Stellen Sie als Mieter fest, dass ihre Nebenkostenabrechnung bereits jahrelang falsch ist, sollten Sie keine Zeit verlieren: Innerhalb von einem Jahr sind Einwendungen gegen falsche Nebenkostenabrechnungen möglich. Handelt es sich um formelle Fehler können sogar Nebenkostenabrechnungen angegriffen werden die bereits Jahre zurückliegen, wenn diese Ansprüche noch nicht verjährt sind. Wichtig ist daher für den Mieter zu prüfen, welcher Fehler in der Abrechnung vorliegt, ob die Einwendungsfrist für den Mieter noch läuft und ob die Ansprüche aus der Nebenkostenabrechnung nicht bereits verjährt sind.

Der nachfolgende Artikel erklärt Mietern und Vermietern, unter welchen Voraussetzungen die jahrelang falsch abgerechneten Nebenkostenabrechnungen noch angegriffen werden können.

I. Einwendungsfrist prüfen!

Egal, ob bei einer alten oder neuen Nebenkostenabrechnung: Für den Fall, dass diese falsch ist und der Mieter der Nebenkostenabrechnung widersprechen will, räumt ihm das Gesetz in § 556 Abs. 3 Satz 5 BGB nur für einen Zeitraum von einem Jahr ein Recht ein gegen die Nebenkostenabrechnung vorzugehen. Rechtlich wird hier von der sogenannten Einwendungsfrist beziehungsweise Widerspruchsfrist gesprochen.

Hat man als Mieter jahrelang falsche Abrechnungen erhalten, sollte man sofort für alle Abrechnung prüfen, ob die Einwendungsfrist abgelaufen ist. Ist die Frist verstrichen kann die Abrechnung nämlich laut dem Gesetz nicht mehr angegriffen werden, es sei denn, als Mieter kann man nichts dafür, dass man mit der Geltendmachung der Einwendungen verspätet ist (BGH, Urteil vom 12.01.2011, Az.: VIII ZR 148/10). Eine solche unverschuldete Verhinderung liegt aber immer nur in einzelnen Ausnahmefällen vor, wie zum Beispiel bei schwerer Krankheit und nicht schon, weil man sich über die Richtigkeit der Abrechnung geirrt hat. Erkannte man einen Fehler nicht rechtzeitig oder hat von der aktuellen Rechtslage nichts gewusst, reicht das nicht. Bestand allerdings tatsächlich ein Grund, warum man als Mieter die Einwendungen nicht rechtzeitig vorbringen konnte, muss man unmittelbar nach dem Wegfall des Hindernisses gegen die Abrechnung vorgehen.

Merke:

  1. Als Mieter muss man die Abrechnung innerhalb von 12 Monaten nach dem Erhalt angreifen.
  2. Eine verspätete Geltendmachung ist nur möglich, wenn der Mieter die Frist unverschuldet nicht einhalten

1. Gilt die Einwendungsfrist immer?

Die Einwendungsfrist gilt grundsätzlich für alle formell ordnungsgemäß zugegangen Nebenkostenabrechnungen.

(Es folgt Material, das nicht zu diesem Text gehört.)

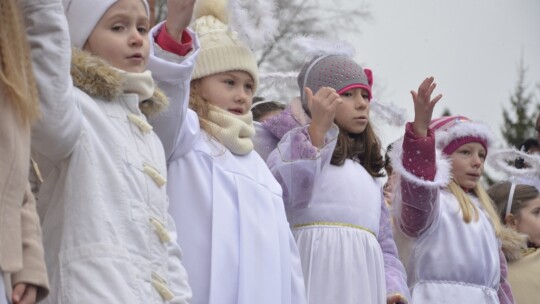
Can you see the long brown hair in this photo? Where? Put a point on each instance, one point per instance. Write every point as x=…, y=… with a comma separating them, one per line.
x=522, y=194
x=364, y=148
x=16, y=75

Die Einwendungsfrist findet aber keine Anwendung bei:

  • Einer vereinbarten Nebenkostenpauschale, bei der unabhängig vom tatsächlichen Verbrauch einen pauschalen Betrag zur Abgeltung der Nebenkosten zu bezahlen ist und Einwendungen gegen die Höhe geltend gemacht werden.
  • Abrechnungen für preisgebundenen Wohnraum, wie zum Beispiel bei Sozialwohnungen (BGH Urteil vom 20.07.2005, Az.: III ZR 371/04).
  • Bei formellen Fehler in der Nebenkostenabrechnung

Ist der Anspruch des Mieters, seine Einwendungen gegen die Abrechnung geltend machen zu können, nicht durch eine Frist beschränkt: Allerdings gilt für das Einspruchsrecht beziehungsweise Widerspruchsrecht die regelmäßige Verjährungsfrist von drei Jahren nach den §§ 195, 199 Abs. 1 BGB (vgl. Ausführungen unter II.).

2. Wie berechnet man die Einwendungsfrist?

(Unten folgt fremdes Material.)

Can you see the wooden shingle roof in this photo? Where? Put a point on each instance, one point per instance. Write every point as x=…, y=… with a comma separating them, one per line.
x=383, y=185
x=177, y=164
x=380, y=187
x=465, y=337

Für die Berechnung der Frist gilt als Fristbeginn der Tag, an dem der Mieter die formell ordnungsgemäße Nebenkostenabrechnung erhalten hat. Abzustellen ist für den Mieter also auf den Tag des Zugangs der Nebenkostenabrechnung, die er angreifen will.

Der Begriff „ab Zugang“ meint dabei entsprechend § 130 BGB nicht viel mehr als das die Nebenkostenabrechnung in den Machtbereich des Mieters – üblicherweise dessen Briefkasten- gelangt sein muss.

Beispiel

Der Mieter M erhält bereits jahrelang eine falsche Nebenkostenabrechnung, die eine viel zu hohe Quadratmeterzahl seiner Mietwohnung als Umlageschlüssel verwendet. In der Abrechnung für das Jahr 2016, die er am 01.04.2017 erhält, fällt ihm dies zum ersten Mal auf. Die Abrechnung für das Jahr 2015 hat er am 01.06.2016 erhalten und die Abrechnung für das Jahr 2014 erhielt er am 01.05.2015.

à Die Einwendungsfristen berechnen sich wie folgt:

  • Die Nebenkostenabrechnung 2016 ging am 01.04.2017 zu. An diesem Tag begann die 12-monatige Einwendungsfrist zu laufen und endet damit am 31.03.2018.
  • Bei der Nebenkostenabrechnung 2015 begann die Einwendungsfrist am 01.06.2016 und endet am 30.05.2017.
  • Bei der Nebenkostenabrechnung 2014 begann die Einwendungsfrist am 01.05.2015 und endete am 31.04.2016.

Der Mieter kann am 01.04.2017 sowohl die aktuelle Abrechnung 2016 als auch die Abrechnung 2015 noch angreifen. Nur für die Abrechnung 2014 (und früher) ist die Einwendungsfrist bereits abgelaufen.

Merke:

Berechnung der Abrechnungsfrist: Tag des Zugangs der Abrechnung + 12 Monate = Tag des Ablaufs der Abrechnungsfrist.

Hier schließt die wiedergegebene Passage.